Systemic Hypertension is high blood pressure in the systemic arteries - the vessels that carry blood from the heart to the body's tissues. High systemic (or body) blood pressure is usually caused by the constriction of the small arteries (arterioles). This increases the peripheral resistance to blood flow, which increases the heart's workload and raises arterial pressure. Initial signs of systemic hypertension can include a persistent, dull headache, confusion and episodic dizziness. When other system functions become affected, additional symptoms may include pronounced fatigue, impaired vision and malaise. If symptoms are ignored, one’s chances for complications increase significantly, including stroke, blindness and heart failure.

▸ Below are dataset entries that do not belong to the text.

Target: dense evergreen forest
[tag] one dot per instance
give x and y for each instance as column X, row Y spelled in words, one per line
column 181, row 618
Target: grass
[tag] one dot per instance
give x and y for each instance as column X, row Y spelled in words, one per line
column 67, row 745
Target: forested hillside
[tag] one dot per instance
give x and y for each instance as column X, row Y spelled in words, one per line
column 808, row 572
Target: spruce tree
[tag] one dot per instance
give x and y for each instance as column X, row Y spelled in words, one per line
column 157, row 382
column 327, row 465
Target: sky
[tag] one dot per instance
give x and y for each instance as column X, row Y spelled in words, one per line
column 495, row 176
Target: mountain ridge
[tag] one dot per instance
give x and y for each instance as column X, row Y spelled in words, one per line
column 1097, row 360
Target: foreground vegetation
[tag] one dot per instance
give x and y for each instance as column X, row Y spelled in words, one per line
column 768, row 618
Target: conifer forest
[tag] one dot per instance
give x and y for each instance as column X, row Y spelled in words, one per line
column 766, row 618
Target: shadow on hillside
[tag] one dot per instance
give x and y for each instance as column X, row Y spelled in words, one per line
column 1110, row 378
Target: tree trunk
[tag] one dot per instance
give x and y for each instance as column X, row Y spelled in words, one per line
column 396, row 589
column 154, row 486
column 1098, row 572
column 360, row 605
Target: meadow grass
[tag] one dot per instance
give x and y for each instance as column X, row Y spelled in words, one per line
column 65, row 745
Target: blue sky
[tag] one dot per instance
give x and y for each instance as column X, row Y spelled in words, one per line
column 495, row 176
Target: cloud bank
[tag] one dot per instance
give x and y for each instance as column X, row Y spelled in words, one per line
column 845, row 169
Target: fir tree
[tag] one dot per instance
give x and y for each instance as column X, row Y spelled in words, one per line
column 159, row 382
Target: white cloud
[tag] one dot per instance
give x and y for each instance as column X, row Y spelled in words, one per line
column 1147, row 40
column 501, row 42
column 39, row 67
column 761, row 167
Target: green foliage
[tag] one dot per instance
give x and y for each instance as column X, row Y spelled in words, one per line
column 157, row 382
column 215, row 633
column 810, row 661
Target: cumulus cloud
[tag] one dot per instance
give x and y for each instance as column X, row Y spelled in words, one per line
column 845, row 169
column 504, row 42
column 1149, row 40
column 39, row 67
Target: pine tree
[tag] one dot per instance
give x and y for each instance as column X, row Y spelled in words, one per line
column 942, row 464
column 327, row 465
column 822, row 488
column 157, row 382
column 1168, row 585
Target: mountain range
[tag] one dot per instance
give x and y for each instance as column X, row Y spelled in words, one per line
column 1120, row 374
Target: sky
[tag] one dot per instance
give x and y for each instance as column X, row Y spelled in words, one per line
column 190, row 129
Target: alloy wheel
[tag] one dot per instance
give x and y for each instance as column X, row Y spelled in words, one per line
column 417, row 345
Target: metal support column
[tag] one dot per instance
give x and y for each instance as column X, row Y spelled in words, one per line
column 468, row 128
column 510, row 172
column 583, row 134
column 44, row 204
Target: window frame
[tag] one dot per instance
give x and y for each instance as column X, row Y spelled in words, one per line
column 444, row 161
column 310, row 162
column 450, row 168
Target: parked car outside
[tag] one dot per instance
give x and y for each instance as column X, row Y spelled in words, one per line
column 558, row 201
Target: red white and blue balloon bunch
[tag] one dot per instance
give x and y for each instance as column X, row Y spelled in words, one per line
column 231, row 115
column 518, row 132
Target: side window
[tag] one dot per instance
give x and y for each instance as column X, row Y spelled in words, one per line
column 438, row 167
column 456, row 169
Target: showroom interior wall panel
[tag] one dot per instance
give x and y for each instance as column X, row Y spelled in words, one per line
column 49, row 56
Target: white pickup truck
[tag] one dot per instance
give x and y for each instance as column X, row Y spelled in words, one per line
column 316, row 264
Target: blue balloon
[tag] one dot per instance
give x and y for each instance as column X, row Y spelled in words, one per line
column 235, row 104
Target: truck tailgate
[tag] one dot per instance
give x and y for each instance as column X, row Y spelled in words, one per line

HOW IS SYSTEMIC HYPERTENSION DIAGNOSED?
Hypertension is diagnosed on the basis of a persistently high blood pressure. Initial assessment of the hypertensive people should include a complete history and physical examination. Healthcare providers should attempt to identify the underlying cause based on risk factors and other symptoms, if present. Secondary hypertension is more common in preadolescent children, with most cases caused by kidney disease. Primary or essential hypertension is more common in adolescents and has multiple risk factors, including obesity and a family history of hypertension. Serum creatinine is measured to assess for the presence of kidney disease, which can be either the cause or the result of hypertension. Electrocardiogram (EKG/ECG) testing is done to check for evidence that the heart is under strain from high blood pressure.
HOW IS SYSTEMIC HYPERTENSION TREATED?
The goal of treatment is to reduce blood pressure to lower the risk of complications. The doctor will advise some ways that include:
• Eat a heart-healthy diet, including potassium and fiber.
• Drink plenty of water.
• Exercise regularly for at least 30 minutes of aerobic exercise a day.
• If you smoke, quit.
• Limit how much alcohol you drink to 1 drink a day for women, and 2 a day for men.
• Limit the amount of sodium (salt) you eat -- aim for less than 1,500 mg per day.
• Reduce stress. Try to avoid things that cause you stress, and try meditation or yoga to de-stress.
• Stay at a healthy body weight.
DID YOU KNOW?
Primary Systemic Hypertension cannot be cured but it can be controlled with medication and lifestyle changes.